A quasi-experimental design is one that looks a bit like an experimental design but lacks the key ingredient – random assignment. My mentor, Don Campbell, often referred to them as “queasy” experiments because they give the experimental purists a queasy feeling. With respect to internal validity, they often appear to be inferior to randomized experiments. But there is something compelling about these designs; taken as a group, they are easily more frequently implemented than their randomized cousins.

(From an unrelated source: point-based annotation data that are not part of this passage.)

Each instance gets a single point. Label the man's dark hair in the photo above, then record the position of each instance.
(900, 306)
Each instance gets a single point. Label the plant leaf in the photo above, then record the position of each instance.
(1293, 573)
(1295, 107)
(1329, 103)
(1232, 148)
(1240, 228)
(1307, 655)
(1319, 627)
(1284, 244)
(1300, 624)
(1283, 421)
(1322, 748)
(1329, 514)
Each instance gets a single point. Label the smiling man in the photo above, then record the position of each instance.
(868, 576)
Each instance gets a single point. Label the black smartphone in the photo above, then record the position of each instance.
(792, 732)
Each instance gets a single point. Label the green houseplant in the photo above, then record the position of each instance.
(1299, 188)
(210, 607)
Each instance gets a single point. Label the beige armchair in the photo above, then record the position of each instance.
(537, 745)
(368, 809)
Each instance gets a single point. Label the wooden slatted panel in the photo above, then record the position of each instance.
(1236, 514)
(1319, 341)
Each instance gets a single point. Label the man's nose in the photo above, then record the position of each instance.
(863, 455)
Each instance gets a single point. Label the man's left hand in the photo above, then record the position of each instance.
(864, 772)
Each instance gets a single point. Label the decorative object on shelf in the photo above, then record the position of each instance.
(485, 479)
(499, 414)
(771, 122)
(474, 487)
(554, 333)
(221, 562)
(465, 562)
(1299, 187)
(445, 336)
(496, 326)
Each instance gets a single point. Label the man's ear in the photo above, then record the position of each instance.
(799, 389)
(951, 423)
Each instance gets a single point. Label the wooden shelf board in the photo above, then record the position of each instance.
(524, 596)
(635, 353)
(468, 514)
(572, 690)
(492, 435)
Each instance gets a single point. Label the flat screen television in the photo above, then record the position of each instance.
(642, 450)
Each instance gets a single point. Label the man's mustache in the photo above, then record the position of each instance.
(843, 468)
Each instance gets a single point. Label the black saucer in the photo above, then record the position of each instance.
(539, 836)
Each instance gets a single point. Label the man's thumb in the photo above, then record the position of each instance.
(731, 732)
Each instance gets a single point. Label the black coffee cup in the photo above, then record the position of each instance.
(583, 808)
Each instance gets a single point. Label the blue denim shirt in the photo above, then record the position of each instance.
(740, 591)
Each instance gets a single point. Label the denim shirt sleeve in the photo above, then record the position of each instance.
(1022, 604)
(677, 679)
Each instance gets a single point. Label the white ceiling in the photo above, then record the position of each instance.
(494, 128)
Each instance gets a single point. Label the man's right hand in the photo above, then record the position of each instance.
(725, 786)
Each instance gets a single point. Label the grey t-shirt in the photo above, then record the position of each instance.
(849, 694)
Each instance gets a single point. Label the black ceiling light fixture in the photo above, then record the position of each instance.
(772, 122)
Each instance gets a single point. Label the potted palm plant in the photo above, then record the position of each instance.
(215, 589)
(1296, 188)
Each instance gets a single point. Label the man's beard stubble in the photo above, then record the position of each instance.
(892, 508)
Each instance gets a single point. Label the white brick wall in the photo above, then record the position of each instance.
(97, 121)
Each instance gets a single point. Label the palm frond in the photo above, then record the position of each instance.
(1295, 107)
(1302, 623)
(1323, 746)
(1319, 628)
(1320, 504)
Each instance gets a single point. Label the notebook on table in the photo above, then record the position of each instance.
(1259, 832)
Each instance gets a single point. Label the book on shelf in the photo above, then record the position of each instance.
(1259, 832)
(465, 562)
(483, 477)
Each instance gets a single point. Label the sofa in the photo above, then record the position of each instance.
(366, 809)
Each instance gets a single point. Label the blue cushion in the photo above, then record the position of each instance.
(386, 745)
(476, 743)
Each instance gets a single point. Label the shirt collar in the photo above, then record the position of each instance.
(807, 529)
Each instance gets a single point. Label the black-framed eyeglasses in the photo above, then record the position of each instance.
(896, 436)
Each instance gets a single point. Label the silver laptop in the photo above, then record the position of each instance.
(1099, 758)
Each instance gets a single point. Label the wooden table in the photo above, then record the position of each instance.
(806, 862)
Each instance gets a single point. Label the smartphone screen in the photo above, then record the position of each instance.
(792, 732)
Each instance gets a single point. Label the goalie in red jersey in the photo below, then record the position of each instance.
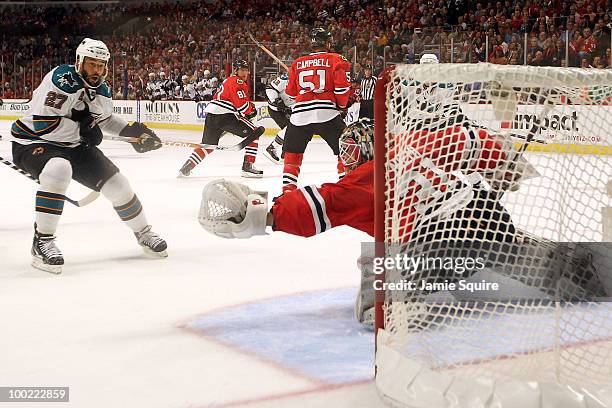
(231, 110)
(312, 210)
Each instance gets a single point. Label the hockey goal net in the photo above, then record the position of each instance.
(493, 203)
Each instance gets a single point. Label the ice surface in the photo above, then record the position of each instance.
(113, 326)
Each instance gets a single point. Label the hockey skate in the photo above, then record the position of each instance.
(270, 153)
(151, 243)
(249, 170)
(185, 171)
(46, 256)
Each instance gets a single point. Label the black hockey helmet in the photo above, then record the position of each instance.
(238, 64)
(319, 37)
(357, 143)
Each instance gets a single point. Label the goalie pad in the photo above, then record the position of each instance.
(233, 210)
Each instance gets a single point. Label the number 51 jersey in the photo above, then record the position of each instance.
(320, 84)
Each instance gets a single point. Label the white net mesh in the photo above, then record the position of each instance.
(510, 166)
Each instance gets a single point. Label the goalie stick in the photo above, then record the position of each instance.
(267, 51)
(79, 203)
(177, 143)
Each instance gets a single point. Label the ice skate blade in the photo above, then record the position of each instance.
(148, 251)
(40, 265)
(251, 175)
(268, 156)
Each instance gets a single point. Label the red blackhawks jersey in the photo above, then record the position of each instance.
(232, 97)
(434, 155)
(320, 84)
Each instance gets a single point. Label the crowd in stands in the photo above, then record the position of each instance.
(186, 39)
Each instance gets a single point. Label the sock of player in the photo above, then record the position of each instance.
(197, 156)
(341, 170)
(54, 180)
(280, 138)
(291, 171)
(127, 205)
(250, 152)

I’m not going to try to cover the quasi-experimental designs comprehensively. Instead, I’ll present two of the classic quasi-experimental designs in some detail and show how we analyze them. Probably the most commonly used quasi-experimental design (and it may be the most commonly used of all designs) is the nonequivalent groups design. In its simplest form it requires a pretest and posttest for a treated and comparison group. It’s identical to the Analysis of Covariance design except that the groups are not created through random assignment. You will see that the lack of random assignment, and the potential nonequivalence between the groups, complicates the statistical analysis of the nonequivalent groups design.

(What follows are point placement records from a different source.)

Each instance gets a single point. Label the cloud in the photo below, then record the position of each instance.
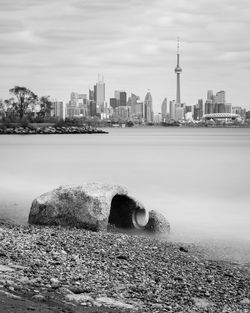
(126, 37)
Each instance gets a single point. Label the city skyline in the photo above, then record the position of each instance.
(135, 48)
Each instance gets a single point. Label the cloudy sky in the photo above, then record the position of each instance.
(54, 47)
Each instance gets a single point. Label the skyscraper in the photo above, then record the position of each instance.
(172, 108)
(121, 97)
(178, 71)
(100, 94)
(148, 108)
(164, 109)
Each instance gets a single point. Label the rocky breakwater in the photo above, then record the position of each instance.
(95, 206)
(50, 130)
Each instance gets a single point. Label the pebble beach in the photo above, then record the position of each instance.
(53, 269)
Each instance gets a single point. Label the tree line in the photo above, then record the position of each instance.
(21, 106)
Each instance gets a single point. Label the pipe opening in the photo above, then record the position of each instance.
(125, 213)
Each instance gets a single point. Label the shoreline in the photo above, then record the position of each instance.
(74, 270)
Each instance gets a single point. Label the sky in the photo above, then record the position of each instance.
(54, 47)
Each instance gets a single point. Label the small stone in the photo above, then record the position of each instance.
(182, 249)
(202, 302)
(245, 301)
(114, 303)
(80, 298)
(210, 278)
(4, 268)
(54, 282)
(38, 297)
(122, 257)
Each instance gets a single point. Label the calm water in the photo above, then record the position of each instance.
(199, 178)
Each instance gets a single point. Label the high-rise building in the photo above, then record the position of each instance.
(209, 106)
(122, 112)
(113, 102)
(59, 109)
(220, 101)
(121, 97)
(178, 71)
(172, 107)
(164, 106)
(200, 107)
(99, 90)
(92, 102)
(228, 108)
(148, 108)
(179, 113)
(210, 95)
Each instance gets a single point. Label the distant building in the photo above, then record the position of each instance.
(92, 103)
(99, 91)
(228, 108)
(164, 109)
(179, 113)
(178, 71)
(122, 112)
(200, 107)
(220, 102)
(148, 108)
(157, 118)
(59, 109)
(172, 107)
(209, 106)
(121, 97)
(239, 110)
(136, 107)
(113, 103)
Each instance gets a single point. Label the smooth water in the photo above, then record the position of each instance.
(199, 178)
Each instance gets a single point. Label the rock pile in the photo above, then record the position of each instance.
(93, 206)
(86, 269)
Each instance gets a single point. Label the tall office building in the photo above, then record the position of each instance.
(148, 108)
(210, 94)
(121, 97)
(178, 71)
(200, 107)
(172, 109)
(59, 109)
(92, 102)
(113, 102)
(228, 108)
(164, 109)
(99, 90)
(220, 102)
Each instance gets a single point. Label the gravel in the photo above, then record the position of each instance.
(128, 273)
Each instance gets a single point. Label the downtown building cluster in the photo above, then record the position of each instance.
(120, 108)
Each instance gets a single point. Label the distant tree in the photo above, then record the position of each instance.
(46, 107)
(24, 97)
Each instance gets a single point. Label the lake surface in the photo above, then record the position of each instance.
(198, 178)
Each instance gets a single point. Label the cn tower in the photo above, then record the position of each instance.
(178, 71)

The second design I’ll focus on is the regression-discontinuity design. I’m not including it just because I did my dissertation on it and wrote a book about it (although those were certainly factors weighing in its favor!). I include it because I believe it is an important and often misunderstood alternative to randomized experiments because its distinguishing characteristic – assignment to treatment using a cutoff score on a pretreatment variable – allows us to assign to the program those who need or deserve it most. At first glance, the regression discontinuity design strikes most people as biased because of regression to the mean. After all, we’re assigning low scorers to one group and high scorers to the other. In the discussion of the statistical analysis of the regression discontinuity design, I’ll show you why this isn’t the case.
Finally, I’ll briefly present an assortment of other quasi-experiments that have specific applicability or noteworthy features, including the Proxy Pretest Design, Double Pretest Design, Nonequivalent Dependent Variables Design, Pattern Matching Design, and the Regression Point Displacement design. I had the distinct honor of co-authoring a paper with Donald T. Campbell that first described the Regression Point Displacement Design. At the time of his death in Spring 1996, we had gone through about five drafts each over a five year period. The paper includes numerous examples of this newest of quasi-experiments, and provides a detailed description of the statistical analysis of the regression point displacement design.
There is one major class of quasi-experimental designs that are not included here – the interrupted time series designs. I plan to include them in later rewrites of this material.